Praise God, from Whom all blessings flow;
Praise Him, all creatures here below;
Praise Him above, ye heav’nly host;
Praise Father, Son, and Holy Ghost.


  1. Greetings Eric M. Johnson

    On the subject of the Trinity,
    I recommend this video:
    The Human Jesus

    Take a couple of hours to watch it; and prayerfully it will aid you to reconsider "The Trinity"

    Yours In Messiah
    Adam Pastor

  2. Thanks for you're input Adam Pastor. I would simply like to ask one question, what do you think of the Christian position that Christ needed to be both God and man, "God" because only God himself could bear the eternal weight of sin, and man, because a man was required to pay the penalty of Adam's sin?

    Also, what do you do with John 1:1,14:

    In the beginning was the Word, and the Word was with God, and the Word was God... And the Word became flesh...

    Also John 5:18: This was why the Jews were seeking all the more to kill him, because not only was he breaking the Sabbath, but he was even calling God his own Father, making himself equal with God.

    and one more: John 20:28: Thomas answered him "My Lord and my God!"

    I'm not sure which version of the scriptures you read, however I hear that the ESV where these were sited from is very reliable. In my study of the Greek I have never seen these references called into question

    I hope you find this beneficial, and thank you again for your input!

  3. Greetings Eric M. Johnson

    The aforementioned video addresses these verses and issues.

    Please watch the video first;
    and then if you have any further questions, we can continue from there.

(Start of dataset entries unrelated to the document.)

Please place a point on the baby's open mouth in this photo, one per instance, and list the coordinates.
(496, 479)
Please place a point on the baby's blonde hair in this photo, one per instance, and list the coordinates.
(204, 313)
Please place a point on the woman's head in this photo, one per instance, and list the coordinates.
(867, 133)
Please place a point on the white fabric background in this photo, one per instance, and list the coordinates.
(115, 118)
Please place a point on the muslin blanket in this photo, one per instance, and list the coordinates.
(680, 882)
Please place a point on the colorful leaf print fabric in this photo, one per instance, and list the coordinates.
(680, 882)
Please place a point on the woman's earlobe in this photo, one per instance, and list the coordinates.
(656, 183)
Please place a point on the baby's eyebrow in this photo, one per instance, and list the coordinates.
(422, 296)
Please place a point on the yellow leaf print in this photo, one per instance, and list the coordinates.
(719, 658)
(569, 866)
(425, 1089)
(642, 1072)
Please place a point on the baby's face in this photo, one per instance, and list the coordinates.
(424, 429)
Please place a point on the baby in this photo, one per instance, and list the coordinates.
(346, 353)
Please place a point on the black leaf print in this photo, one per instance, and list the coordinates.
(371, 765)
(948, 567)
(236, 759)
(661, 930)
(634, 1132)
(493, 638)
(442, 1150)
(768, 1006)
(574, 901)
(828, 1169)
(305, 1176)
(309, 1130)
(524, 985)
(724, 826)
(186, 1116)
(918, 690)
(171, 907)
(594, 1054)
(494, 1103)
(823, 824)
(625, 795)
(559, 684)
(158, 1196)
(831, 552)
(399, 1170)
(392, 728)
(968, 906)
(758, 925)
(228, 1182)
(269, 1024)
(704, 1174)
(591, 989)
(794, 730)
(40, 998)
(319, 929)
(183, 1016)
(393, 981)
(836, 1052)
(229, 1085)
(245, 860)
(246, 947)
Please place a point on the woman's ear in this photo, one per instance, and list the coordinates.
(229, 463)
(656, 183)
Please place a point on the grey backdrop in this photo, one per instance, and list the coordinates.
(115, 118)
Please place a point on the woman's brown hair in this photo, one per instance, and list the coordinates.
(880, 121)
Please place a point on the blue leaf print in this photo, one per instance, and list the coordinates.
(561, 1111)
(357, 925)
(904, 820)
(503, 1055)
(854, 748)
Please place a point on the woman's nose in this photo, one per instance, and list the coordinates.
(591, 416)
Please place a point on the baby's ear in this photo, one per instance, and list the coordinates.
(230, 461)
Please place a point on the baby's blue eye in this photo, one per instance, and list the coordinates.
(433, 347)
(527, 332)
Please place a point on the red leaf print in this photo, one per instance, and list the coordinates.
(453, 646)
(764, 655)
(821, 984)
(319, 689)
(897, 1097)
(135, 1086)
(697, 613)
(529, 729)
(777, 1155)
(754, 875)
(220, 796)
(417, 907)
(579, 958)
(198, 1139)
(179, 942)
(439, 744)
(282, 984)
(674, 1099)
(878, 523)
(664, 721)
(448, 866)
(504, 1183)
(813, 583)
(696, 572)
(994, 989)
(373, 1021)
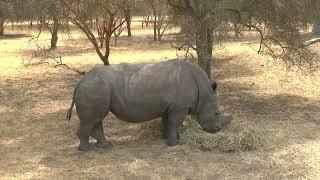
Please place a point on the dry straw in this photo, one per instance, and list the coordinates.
(234, 137)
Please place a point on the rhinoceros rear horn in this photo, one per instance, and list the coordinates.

  4. Thanks for the video. It certainly forces a Christian to go back and confirm the reliability of the sources of trinitarian theology. I hope you will view again for your own personal study and look over the trinitarian verses it does not cover. I will certainly do the same.

    In return for the resource, I recommend as one possible place for trinitarian Christian theology. John Piper's ministry has always been a favorite resource for me. A more specific page on the the trinity can be found here.

    I hope you will continue to join in reading future posts.